Este trabajo de reescritura de la filosofía griega para hacerla
entrar en el marco cristiano atareó a los pensadores durante catorce
siglos, en cuyo curso pusieron desvergonzadamente la filosofía al
servicio de la teología. De manera que teologizaron la cuestión del
amor para desviarla a los terrenos espiritualistas y religiosos,
condenando a Eros en provecho de Agápe, fustigando a los cuerpos,
maltratándolos, aborreciéndolos, castigándolos, haciéndoles daño
y martirizándolos con cilicio, infligiéndoles la disciplina, la
mortificación y la penitencia. Y se inventa la castidad, la
virginidad y, en su defecto, el matrimonio, esa siniestra máquina de
fabricar ángeles.
El
platonismo muestra teóricamente el cruel olvido del cuerpo, el
desprecio de la carne, la celebración de la Afrodita celeste, la
aversión por la Afrodita vulgar, la grandeza del alma y la pequenez
de las envolturas carnales; luego se abren prácticamente en nuestra
civilización occidental, inspiradas por estos preceptos idealistas,
extrañas y venenosas flores del mal: el matrimonio burgués, el
adulterio que lo acompaña siempre como contrapunto, la neurosis
familiar y familiarista, la mentira y la hipocresía, el disfraz y el
engaño, el prejuicio monógamo, la libido melancólica, la
feudalización del sexo, la misoginia generalizada, la prostitución
extendida en las aceras y en los hogares sujetos al impuesto sobre
las grandes fortunas. Y también la figura del inhibido violento.
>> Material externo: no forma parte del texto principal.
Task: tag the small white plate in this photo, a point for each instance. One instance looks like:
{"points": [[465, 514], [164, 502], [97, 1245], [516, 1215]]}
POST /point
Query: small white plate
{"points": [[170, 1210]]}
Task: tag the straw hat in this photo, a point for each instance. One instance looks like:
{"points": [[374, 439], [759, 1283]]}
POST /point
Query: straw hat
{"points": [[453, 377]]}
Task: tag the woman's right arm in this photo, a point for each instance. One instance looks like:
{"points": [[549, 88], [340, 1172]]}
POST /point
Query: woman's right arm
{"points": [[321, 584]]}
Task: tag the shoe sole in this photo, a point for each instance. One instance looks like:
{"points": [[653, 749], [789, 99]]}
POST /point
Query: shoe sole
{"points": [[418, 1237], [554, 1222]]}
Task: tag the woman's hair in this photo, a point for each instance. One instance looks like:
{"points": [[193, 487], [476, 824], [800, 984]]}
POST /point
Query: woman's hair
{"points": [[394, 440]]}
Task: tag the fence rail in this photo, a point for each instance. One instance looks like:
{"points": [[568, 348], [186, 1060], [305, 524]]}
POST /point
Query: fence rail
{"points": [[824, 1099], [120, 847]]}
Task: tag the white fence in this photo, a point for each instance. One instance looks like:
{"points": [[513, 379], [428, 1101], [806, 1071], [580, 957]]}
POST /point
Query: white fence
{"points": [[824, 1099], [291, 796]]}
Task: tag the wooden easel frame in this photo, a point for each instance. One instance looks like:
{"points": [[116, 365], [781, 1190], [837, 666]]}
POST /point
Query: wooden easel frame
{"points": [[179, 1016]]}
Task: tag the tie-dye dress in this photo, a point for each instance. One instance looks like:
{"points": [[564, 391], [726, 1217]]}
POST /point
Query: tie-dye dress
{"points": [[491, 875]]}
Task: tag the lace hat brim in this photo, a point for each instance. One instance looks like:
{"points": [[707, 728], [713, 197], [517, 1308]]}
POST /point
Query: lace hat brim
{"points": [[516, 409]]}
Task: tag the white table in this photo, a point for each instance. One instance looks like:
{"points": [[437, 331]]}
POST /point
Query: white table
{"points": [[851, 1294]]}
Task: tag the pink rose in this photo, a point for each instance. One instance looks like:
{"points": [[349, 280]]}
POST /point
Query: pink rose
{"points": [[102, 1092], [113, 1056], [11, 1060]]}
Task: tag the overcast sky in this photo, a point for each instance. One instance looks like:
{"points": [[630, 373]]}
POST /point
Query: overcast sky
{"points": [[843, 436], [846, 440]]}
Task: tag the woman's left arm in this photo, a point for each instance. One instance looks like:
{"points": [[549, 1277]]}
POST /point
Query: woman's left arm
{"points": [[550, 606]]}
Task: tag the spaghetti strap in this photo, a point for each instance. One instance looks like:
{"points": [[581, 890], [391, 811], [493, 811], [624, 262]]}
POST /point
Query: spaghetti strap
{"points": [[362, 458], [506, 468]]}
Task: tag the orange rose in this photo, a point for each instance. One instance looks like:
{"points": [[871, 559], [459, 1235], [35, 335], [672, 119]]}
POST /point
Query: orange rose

La
cerebralización del amor y su devenir platónico vuelven
paradójicamente más vulgares las prácticas sexuadas. La dureza del
ascetismo platónico cristianizado engendra y genera numerosos
sufrimientos, dolores, penas y frustraciones. Terapeutas, médicos y
sexólogos lo atestiguarían: la miseria de las carnes gobierna el
mundo.
El
cuerpo glorioso alzado al pináculo conduce indefectiblemente al
cuerpo real a los tugurios, a los burdeles o al diván de los
psicoanalistas. En lugar del logro exitoso de las disposiciones
hedonistas, lúdicas, gozosas y voluptuosas, los dos milenios
cristianos no han producido más que odio a la vida y
la incrustación de la existencia en la renuncia, la compostura, la
moderación, la prudencia, la reserva y la sospecha generalizada con
respecto al otro.
La
muerte triunfa como el modelo de las fijaciones e inmovilidades
reivindicadas: la pareja, la fidelidad, la monogamia, la paternidad,
la maternidad, la heterosexualidad y todas las figuras sociales que
absorben y aprisionan la energía sexual para enjaularla,
domesticarla y constreñirla al estilo de los bon-sais, en
convulsiones y estrecheces, en torsiones y obstáculos, en tensiones
e impedimentos. La religión y la filosofía dominantes se han
asociado siempre, hoy también, para lanzar una maldición contra la
vida. Una teoría del libertinaje supone, pues, reivindicar el
ateísmo en el terreno amoroso clásico y tradicional, a la par que
un materialismo combativo. Allí donde los vendedores de cilicios
triunfan con sus platijas, sus esferas y sus ostras, el libertino se
divierte con las travesuras del pez masturbador, el gruñido de los
cerdos de Epicuro y las libertades del erizo soltero.
En
Teoría del cuerpo enamorado, de Michel Onfray.